Un croissant, du vert... je suis plongé dans une sorte de syncrétisme byzantino-ottoman tout ce qu'il y a de plus réjouissant. Hélas ! c'est de la nouvelle métamorphose du capitalisme qu'il s'agit, et des armes idéologiques qui servent à sa propagande.
Ce mois-ci,
La décroissance égratigne quelque peu
Edgar Morin et la "complexitude" comme il est écrit, en hommage à qui vous savez. Pourquoi Paul Ariès "démonte"-t-il ainsi le penseur de la complexité ?
1/ Il s'est rapproché de Nicolas Hulot, et donc du "capitalisme vert" ce qui est assez pathétique en effet.
2/ Ce rapprochement était en germe dans sa pensée. Là, il me semble qu'il y a un simplisme. D'accord, on a parfois l'impression qu'Edgar dégrade lui-même sa fameuse "pensée complexe" (et il annonçait d'ailleurs cette dégradation à venir, la dénonçant dans tous les autres courants de pensée féconds à leur naissance). Mais il y a des choses à dissocier quand elles sont plus emmêlées que reliées. Ce que j'ai appris de ma lecture de Morin, entre autres, c'est en effet de prendre garde au discours de propagande des puissants qui segmentent, séparent, rendent illisibles les enjeux, incompréhensibles les débats hyperspécialisés, et empêchent l'accès du commun des mortels aux prises de décision. Puisque tout est trop complexe, seuls les experts peuvent en parler. C'est l'exact contraire de ce que prônait Morin. On voit bien l'entourloupe, et Ariès la dénonce bien : un avis un peu tranché sera immédiatement condamné comme étant simpliste, et corrigé par un expert autorisé par le système médiatique. C'est la Grande Modération. Pas de censure, non, mais la transformation du plus banal trafiquant de lieux communs en génie de la subversion. Laurent Gerra nouveau prophète libertaire. Je ne suis pas certain que Morin soit responsable de cette druckerisation du monde.

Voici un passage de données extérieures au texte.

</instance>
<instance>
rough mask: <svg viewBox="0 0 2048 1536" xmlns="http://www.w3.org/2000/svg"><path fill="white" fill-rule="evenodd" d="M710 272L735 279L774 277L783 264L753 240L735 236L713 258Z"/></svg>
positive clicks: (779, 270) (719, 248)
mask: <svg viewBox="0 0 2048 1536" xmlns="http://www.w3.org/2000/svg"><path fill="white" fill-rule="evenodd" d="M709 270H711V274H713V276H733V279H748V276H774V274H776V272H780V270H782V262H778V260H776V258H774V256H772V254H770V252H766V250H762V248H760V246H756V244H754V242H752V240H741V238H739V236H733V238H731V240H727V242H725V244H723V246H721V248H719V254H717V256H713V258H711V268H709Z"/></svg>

C'est vrai qu'il y a, quelque part, un destin à la Guy Debord, révolutionnaire contre la société du Spectacle, et qui a fini par produire un film pour Canal+... avec une armée de sbires "situationnistes" tous plus cyniques et médiatiques les uns que les autres. La complexité subit peu ou prou le même sort. Bref, on voit bien, en effet, le dogme démocratique libéral vanté par les éditorialistes à écharpe s'emparer de la complexité contre l'horrible meute fascisante (i.e. le peuple) qui ne comprend rien à rien. On est loin du Morin de l'anthropolitique, par exemple. Là, c'était radical. Et pour reprendre l'opposition croissance/décroissance, comment ne pas vouloir la dépasser ? Pas pour dire qu'il y a du bon dans le modèle de croissance. Mais pour sortir d'un mode de pensée quantitatif. Produire plus, produire moins ? Ce n'est pas la question, qui devrait être celle du mieux, du qualitatif, du bien-être. Comme le disait Castoriadis, détruire la motivation économique.
La
chronique, dans le même numéro, de
Jacques Testart est plus réjouissante. C'en serait même à hurler de rire. L'idéologie du Progrès est ridiculisée en quelques lignes, lisez-les. On y apprend comment on fait des progrès pour réparer les dégâts des anciens progrès. Jubilatoire. Ça me fait penser à une chronique de
Vialatte, ô combien d'actualité, qui se félicitait de l'invention de nouveaux médicaments... pour lesquels il ne restait plus qu'à inventer les maladies. On n'arrête pas le progrès.